Carr House is a 17th-century house within the Bank Hall Estate, half-way between the villages of Tarleton and Much Hoole at the extreme north-west of the village of Bretherton, Lancashire, England. The building faces south to the Bretherton road, from which it stands back some distance, and has a foreyard inclosed on the west side by farm buildings.
The Stone family
Carr House is the ancestral home of the Stone Family. The house was built in 1613 by Thomas Stone, a haberdasher from London, and his brother Andrew, a merchant from Amsterdam.[1]
The local church of St. Michael was built in 1628 and was a gift to the people of the local villages of Croston, Much Hoole and Bretherton by Thomas and Andrew, who also built a manor house for the rector of St Michael's. John gave the church its font and his wife donated the silver goblets and plate that are still used in the church today for communion.[2]
Andrew shipped goods to England via Hoole and Richard Stone imported Irish panel boards and timber in 1604 for the Shuttleworth family, who were then building Gawthorpe Hall, with 1,000 pieces, storing them till needed in Hoole's tithe barn.[3]
Architecture
The house was built in 1613 and has two wings to each side of a central porch. The building is built of red bricks which have weathered over the centuries to give a pleasant warm colour,[according to whom?] with a blue-brick diaper pattern similar to work of the same period at Bank Hall, Hoole Church and Rufford Old Hall, with stone quoins of irregular length. Externally the building has not been altered very much since construction as all the old stone mullioned windows remain as they are, therefore the brick work is unaltered. Blue slates cover the roof instead of the usual stone slabs which can be found on most of the old brick houses in Lancashire from this time period. The porch is the main feature of the front, being centrally situated, and rising to the third-story attic space.
There are ten windows on the front facade, four on the ground floor, five on the first, and one in the attic, with hood moulds; all have four panes of leaded glass, except those over the porch, which have five. Between the upper and lower windows are four vertical cuts in the brickwork which are now filled in with plaster/cement; the history behind them is said to have been a partial evasion of the window tax, the argument being that the upper and lower windows are connected, therefore counting as one. An inscription in raised letters on the stone head of the doorway reads: Thomas Stones of London haberdasher and Andrewe Stones of Amsterdam merchant hath builded this howse of their owne charges and giveth the same unto their brother John Stones: Ano domni 1613. Laus.
The inscription is curiously divided towards the end by the head of the doorway breaking into it. The walls of the upper rooms are stated to have been formerly panelled in oak, but the panelling is said to have been removed to Bank Hall in 1832 when that building was renovated.[4]

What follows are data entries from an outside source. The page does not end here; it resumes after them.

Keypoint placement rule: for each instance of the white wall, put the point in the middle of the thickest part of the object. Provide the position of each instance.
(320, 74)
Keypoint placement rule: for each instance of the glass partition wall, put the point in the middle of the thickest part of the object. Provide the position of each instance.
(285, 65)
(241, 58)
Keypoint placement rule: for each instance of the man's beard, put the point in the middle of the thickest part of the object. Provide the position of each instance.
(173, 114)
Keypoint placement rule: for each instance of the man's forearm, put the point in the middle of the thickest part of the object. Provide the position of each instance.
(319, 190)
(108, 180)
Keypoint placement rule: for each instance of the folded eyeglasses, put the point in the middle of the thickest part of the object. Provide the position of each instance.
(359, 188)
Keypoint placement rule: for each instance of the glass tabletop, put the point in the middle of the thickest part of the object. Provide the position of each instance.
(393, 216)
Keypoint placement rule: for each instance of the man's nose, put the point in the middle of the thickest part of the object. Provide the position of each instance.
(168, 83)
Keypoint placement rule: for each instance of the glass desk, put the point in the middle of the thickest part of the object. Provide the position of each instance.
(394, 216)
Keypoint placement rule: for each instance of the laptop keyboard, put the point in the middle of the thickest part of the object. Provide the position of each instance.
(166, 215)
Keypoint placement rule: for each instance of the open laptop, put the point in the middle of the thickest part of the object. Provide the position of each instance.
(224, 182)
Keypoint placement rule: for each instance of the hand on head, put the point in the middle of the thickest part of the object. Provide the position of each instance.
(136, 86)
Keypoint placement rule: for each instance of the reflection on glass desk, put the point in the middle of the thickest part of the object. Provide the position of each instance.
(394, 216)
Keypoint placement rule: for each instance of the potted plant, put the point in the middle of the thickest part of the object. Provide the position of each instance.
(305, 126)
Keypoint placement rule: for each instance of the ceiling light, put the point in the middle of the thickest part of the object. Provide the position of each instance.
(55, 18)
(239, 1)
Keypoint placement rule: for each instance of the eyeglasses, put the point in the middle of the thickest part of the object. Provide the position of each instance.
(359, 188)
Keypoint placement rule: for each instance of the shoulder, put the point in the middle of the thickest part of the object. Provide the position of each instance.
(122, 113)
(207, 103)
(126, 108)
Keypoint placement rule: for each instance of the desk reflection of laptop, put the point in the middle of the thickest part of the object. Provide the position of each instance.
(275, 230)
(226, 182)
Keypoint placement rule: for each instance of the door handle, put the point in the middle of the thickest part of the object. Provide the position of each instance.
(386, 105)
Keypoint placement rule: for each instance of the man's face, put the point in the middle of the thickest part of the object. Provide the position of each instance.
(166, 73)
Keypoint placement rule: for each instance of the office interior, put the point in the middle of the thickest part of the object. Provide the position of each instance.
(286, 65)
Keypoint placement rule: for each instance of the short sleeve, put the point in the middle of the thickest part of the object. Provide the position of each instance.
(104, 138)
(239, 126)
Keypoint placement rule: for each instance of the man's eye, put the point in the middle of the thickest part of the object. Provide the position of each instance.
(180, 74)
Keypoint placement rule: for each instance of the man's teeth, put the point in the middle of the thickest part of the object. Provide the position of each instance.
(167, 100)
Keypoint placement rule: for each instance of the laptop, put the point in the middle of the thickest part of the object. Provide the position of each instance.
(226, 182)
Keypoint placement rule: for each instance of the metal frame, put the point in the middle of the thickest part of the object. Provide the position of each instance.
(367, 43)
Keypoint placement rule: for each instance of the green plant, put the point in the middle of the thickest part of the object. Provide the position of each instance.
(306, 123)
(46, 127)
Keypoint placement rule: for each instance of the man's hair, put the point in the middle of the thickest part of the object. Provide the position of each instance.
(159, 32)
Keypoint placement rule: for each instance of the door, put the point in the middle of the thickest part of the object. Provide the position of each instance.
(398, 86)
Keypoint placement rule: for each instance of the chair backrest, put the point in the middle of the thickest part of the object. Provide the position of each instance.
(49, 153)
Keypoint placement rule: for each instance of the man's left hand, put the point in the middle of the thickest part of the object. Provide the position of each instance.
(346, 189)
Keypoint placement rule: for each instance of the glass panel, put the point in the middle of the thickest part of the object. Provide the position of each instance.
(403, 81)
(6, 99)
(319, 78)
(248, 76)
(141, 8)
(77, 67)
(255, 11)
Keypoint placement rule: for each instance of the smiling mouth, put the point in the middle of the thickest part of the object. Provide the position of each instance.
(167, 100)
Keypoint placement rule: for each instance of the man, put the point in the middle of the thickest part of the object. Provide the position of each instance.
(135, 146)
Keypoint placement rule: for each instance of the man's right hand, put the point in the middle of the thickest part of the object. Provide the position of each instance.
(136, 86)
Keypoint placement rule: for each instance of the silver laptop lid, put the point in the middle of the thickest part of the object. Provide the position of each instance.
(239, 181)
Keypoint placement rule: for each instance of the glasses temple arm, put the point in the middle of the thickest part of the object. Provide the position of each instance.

An important feature of the house is a rare cage newel staircase; four inner newel posts rise to the full height of the stairwell without interruption.[5]
Jeremiah Horrocks
It is commonly said that Jeremiah Horrocks made his observation of the transit of Venus, 24 Nov. 1639, from the room above the porch while living at Carr House as the guest and lodger of Mr. Stone.[6][7] It is also believed that Jeremiah Horrocks was the tutor to the Stone family's children.
Dolls Museum
Carr House was once home to a Dolls Museum that housed the Barry Elder Collection. The collection is now in the Judges' Lodgings Museum in Lancaster.[8] The building is a private residence again.[9]